It goes without saying that forests are important. As the lung of our planet, they strongly contribute to converting carbon dioxide that we exhale into oxygen for us to breath. Since the dawn of civilization, forests have been under threat. Forests are harvested for wood and many other resources and cleared to make room for farmland and buildings. But attitudes toward forests are changing. Foresters are working harder to make sure our forests can be regenerated for civilization’s many needs and wants.
Forests cover about 14.5 million square miles and about 28 thousand square miles are lost yearly. International initiatives have been launched to halt deforestation and increase reforestation. In fact, the 2011 Bonn Challenge and the 2014 New York Declaration on Forests have a combined aim to restore 580 thousand square miles of forest by 2020 and 1.35 million square miles by 2030. Resources to enable this are limited, so how best to allocate them?
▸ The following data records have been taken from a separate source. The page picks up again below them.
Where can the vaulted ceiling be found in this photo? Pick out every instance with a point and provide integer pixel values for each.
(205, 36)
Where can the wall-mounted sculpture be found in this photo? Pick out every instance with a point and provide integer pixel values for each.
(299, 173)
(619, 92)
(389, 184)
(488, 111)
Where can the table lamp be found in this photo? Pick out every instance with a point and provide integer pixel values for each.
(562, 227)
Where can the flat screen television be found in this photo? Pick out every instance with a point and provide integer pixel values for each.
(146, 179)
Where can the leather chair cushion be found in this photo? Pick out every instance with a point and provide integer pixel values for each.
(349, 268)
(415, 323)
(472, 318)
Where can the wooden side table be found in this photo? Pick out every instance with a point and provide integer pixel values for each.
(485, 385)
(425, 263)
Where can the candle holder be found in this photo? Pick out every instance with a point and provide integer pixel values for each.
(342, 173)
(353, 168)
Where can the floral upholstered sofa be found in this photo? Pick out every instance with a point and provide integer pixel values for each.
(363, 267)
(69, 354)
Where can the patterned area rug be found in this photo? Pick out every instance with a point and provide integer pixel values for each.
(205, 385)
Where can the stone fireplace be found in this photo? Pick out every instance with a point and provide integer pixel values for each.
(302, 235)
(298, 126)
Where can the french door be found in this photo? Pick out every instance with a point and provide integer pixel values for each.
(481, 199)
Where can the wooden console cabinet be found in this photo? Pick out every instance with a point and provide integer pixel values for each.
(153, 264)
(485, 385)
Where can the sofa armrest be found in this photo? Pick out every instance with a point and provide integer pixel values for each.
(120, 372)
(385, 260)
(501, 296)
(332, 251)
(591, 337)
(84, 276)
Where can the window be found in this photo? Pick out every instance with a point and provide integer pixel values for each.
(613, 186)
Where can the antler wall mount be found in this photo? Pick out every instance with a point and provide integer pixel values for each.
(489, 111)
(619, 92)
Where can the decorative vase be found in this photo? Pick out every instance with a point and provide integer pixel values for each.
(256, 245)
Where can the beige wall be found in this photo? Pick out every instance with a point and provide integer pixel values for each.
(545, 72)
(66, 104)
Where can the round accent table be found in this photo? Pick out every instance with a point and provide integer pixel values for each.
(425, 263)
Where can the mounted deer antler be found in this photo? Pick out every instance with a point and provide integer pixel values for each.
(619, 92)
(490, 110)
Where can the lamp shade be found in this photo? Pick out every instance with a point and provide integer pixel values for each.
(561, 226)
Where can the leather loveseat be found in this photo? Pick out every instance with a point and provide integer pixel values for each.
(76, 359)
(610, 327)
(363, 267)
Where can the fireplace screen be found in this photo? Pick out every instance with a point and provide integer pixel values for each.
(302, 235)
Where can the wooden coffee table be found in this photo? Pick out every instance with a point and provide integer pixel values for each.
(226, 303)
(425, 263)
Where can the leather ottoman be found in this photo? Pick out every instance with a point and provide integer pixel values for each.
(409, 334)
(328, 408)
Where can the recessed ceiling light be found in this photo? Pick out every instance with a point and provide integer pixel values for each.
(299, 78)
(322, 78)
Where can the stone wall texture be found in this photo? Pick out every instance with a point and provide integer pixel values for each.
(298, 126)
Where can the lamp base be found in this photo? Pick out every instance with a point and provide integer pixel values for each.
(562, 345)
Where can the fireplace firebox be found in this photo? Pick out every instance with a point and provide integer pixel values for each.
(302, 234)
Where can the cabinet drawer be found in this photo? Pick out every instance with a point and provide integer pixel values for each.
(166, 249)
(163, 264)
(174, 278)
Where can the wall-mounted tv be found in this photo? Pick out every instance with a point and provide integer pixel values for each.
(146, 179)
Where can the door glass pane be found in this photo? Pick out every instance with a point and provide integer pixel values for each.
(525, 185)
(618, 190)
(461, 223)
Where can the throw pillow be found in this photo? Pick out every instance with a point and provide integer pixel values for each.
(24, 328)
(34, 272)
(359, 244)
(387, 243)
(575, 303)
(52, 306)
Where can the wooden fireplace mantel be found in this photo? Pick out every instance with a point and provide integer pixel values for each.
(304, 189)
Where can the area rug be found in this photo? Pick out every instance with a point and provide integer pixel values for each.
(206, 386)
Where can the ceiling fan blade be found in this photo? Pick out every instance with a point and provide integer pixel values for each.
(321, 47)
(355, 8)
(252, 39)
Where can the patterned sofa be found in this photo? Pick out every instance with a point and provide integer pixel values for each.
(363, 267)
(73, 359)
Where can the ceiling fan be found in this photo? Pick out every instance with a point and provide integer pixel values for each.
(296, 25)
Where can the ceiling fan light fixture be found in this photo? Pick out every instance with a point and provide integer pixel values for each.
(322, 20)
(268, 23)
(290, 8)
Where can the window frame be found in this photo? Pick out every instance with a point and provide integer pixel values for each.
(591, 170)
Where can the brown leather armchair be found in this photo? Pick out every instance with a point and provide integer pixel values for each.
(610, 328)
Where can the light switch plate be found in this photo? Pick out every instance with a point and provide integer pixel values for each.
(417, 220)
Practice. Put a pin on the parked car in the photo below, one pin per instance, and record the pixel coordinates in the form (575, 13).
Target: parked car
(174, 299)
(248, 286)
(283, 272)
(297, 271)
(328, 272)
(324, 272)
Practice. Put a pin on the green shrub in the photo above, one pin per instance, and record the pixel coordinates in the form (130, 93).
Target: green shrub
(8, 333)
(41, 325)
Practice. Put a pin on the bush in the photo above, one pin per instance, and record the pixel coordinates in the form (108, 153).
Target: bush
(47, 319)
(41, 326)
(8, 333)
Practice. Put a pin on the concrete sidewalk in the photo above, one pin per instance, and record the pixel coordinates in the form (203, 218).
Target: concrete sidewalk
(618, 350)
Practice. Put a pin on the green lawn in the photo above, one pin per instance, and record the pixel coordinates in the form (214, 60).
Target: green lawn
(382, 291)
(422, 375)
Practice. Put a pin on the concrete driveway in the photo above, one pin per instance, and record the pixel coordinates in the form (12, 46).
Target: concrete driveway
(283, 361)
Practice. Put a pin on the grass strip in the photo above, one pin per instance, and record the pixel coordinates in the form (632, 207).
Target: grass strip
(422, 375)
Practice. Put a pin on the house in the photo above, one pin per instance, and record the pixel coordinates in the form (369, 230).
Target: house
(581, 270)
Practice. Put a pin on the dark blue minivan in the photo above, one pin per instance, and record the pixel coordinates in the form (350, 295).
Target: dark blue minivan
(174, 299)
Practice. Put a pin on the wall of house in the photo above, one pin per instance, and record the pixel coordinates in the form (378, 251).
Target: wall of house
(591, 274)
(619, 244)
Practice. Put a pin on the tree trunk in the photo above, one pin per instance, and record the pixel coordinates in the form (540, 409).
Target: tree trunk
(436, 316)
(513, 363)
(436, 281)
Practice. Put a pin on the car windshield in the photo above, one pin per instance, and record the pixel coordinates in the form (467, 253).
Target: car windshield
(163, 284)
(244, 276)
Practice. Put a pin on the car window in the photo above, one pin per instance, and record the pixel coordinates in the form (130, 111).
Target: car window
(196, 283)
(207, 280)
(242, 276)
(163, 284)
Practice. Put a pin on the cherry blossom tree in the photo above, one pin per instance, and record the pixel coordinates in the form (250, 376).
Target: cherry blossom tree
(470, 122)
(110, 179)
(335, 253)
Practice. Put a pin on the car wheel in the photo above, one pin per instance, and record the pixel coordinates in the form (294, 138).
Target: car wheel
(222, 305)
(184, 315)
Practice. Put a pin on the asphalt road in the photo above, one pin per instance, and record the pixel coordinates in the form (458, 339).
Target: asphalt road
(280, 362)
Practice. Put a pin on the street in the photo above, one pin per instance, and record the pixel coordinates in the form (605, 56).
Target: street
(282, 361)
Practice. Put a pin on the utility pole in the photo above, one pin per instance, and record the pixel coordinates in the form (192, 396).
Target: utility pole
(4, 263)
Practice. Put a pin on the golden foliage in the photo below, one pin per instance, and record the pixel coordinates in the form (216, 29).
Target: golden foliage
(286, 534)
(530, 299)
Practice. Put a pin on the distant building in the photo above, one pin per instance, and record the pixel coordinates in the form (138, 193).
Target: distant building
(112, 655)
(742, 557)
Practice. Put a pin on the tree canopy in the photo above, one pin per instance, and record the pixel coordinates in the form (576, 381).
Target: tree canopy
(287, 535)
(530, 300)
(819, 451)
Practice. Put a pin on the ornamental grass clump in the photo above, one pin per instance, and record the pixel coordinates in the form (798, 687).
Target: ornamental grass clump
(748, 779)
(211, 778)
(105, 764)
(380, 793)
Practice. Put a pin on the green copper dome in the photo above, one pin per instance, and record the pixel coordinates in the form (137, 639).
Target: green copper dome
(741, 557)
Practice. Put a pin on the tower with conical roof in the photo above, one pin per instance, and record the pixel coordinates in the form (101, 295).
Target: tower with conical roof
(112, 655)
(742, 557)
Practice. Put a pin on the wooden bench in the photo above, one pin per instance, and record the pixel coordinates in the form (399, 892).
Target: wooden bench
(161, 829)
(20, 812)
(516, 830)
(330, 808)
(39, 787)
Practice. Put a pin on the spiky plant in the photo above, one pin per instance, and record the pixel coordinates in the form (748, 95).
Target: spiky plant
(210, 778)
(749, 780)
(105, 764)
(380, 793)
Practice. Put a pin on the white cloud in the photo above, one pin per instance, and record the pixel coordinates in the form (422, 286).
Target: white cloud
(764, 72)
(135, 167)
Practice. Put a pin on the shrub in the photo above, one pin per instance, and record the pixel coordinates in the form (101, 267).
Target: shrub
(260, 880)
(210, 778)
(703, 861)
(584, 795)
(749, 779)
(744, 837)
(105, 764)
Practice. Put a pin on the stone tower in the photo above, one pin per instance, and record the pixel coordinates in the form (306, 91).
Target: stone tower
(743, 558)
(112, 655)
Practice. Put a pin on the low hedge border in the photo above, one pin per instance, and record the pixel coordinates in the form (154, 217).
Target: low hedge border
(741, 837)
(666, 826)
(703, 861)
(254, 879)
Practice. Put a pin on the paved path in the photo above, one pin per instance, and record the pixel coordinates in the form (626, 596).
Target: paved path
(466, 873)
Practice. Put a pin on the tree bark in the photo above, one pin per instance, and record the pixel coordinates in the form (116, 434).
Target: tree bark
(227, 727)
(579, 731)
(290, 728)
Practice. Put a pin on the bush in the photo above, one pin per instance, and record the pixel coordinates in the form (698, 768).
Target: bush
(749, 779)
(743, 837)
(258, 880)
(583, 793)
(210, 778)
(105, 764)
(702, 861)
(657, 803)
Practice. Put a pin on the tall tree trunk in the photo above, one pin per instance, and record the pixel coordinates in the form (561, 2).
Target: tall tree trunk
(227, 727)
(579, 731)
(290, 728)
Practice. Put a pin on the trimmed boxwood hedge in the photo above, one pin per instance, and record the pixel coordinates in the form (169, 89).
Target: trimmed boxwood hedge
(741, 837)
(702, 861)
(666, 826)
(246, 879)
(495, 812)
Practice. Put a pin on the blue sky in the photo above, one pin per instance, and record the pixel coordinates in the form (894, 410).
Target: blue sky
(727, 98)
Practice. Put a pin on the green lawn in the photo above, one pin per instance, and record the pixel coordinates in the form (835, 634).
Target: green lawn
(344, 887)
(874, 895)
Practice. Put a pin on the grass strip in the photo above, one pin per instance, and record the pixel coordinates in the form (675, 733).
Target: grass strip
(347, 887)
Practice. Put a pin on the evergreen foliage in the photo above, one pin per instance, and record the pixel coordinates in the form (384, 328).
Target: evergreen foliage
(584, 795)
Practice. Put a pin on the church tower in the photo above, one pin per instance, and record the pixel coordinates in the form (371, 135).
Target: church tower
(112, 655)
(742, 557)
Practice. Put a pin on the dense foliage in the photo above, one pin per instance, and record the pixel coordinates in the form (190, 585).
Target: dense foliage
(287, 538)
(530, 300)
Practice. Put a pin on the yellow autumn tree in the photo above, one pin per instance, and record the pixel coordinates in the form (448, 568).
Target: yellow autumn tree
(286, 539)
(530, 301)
In a recent paper published in PLOS One and led by Paula Meli of the Universidade de Sao Paolo, Brazil, an international research group collected and organized data from forest restoration work occurring all over the world. They surveyed 166 forest restoration studies covering 132 locations in 41 countries to assess the differences in passive vs active restoration. Passive restoration is one where the human influence in the environment is removed, and the forest is left alone to heal and recover, whereas active restoration continues human interventions in an effort to accelerate recovery; often by replanting, soil addition, and even creating new topography.
Forest recovery reclaims land previously used by humans for three main activities: agriculture, logging, and mining. Meli and her team examined recovery using metrics tied to forest abundance, diversity of species, and soil nutrient content, but also amount of rainfall, and where the forest is located (temperate vs tropical). When scientists need to determine how well a recovery intervention works, they have to choose “metrics” or indicators for success. The team’s goals here were to determine the important factors affecting recovery and to identify how to best invest scarce financial resources to help recover as much forest as possible.
The degree of recovery depended on what metric was assessed, showcasing the need to create precise recovery goals for land use managers, rather than lofty poorly-defined expressions of healing the forest. Indeed, the results varied between recovery of abundance, diversity, and soil nutrient value. Also, recovery did not always increase or decrease steadily. For example, the number of young trees in a recovering forest sometimes overshot the original tree abundance, only to come down as the trees matured.
Perhaps the most startling conclusion is that for most instances, leaving the forest alone to heal is just as effective as spending money to help it heal. This was particularly true for formerly logged sites. Former agricultural sites healed more slowly because of low nutrient content, but healed well nonetheless. Mining sites benefited most from active recovery using a combination of planting, soil addition, and “topographic recontouring” (a fancy way of saying “filling holes”). Most forests recovered completely in a few decades and within a decade for logged sites. More work needs to be done to compare active and passive recovery by performing such comparative work on the same plot of land.
The authors conclude by advising land managers “to wait a few years to observe the rate and direction of natural recovery, before investing in active restoration efforts”. Earth seems to do fine given enough time, which helps forest managers as well as budget managers.